Insights & Thoughts

Back to School, Covid Style

by | Sep 20, 2020 | Market Related

These days have been interesting around the Alder Financial Group office with our two new interns, Sydney (7) and Morgan (5). Public schools around metro Atlanta are currently operating on a virtual only platform. My girls are currently in week 5 and thankfully many of the technology glitches are much better. The first 2 weeks were a complete disaster with the website being overwhelmed with traffic and frequently crashing. Now that we’re mostly up and running virtually, watching a kindergartener try to navigate back and forth between Zoom and a plethora of other websites has been quite mind-boggling.

Meanwhile, Charles’ college age kids have been back at the University of Georgia in Athens for a month and have both contracted Covid. Thankfully, they are both fine and out of quarantine. The same dynamic is happening at Georgia Tech as my nanny’s son tested positive and is being put up in a hotel for his quarantine as he is not allowed to stay in the dorm. These hotels have been nicknamed the “Coronahotels” and are popping up at college campuses across the country. Judging by how quickly it is spreading, college campuses will soon be on their way to herd immunity. On the bright side, college kids that have already had the virus while distanced can now come home without the risk of spreading Covid to older or more at risk family members.

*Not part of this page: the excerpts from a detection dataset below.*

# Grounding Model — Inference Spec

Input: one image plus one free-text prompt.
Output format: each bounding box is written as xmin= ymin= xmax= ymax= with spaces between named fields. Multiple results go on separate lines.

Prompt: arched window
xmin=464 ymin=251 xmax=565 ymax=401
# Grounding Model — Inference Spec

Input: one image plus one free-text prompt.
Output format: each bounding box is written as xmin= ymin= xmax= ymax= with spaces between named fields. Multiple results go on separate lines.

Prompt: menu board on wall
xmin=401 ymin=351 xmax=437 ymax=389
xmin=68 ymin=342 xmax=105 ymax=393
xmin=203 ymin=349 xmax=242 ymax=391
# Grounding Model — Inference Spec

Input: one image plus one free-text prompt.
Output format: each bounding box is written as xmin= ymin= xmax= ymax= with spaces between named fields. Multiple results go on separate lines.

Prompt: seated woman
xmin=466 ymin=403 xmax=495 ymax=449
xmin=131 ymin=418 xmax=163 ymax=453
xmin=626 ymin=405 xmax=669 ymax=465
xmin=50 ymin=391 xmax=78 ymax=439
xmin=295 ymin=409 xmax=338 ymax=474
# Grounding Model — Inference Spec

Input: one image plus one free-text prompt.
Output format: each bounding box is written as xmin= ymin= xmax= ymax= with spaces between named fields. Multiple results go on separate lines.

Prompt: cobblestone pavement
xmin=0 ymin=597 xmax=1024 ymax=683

Although neither of these options seem ideal, this is the situation we are faced with. It was just announced last week that our school district will resume face to face on October 5th for elementary aged students. Parents have the choice to remain virtual or return to school in person. I asked our pediatrician for her perspective at a well visit last week and her response was that young children are very unlikely to spread the virus and should return to school, with masks. She’s a proponent of the pod mentality where each class is its own pod and does not come in contact with other pods. However, she said high school students are far more likely to spread the virus and likely won’t take the social distancing measures seriously. After hearing what is going on at local colleges, that certainly seems to be the case.  Unlike college students, since these students live at home, there is more risk of spreading the virus to more vulnerable people. In our county, in person high school is tentatively set to return November 5th. As we enter cold and flu season, it seems questionable whether this will happen for that age group, but only time will tell.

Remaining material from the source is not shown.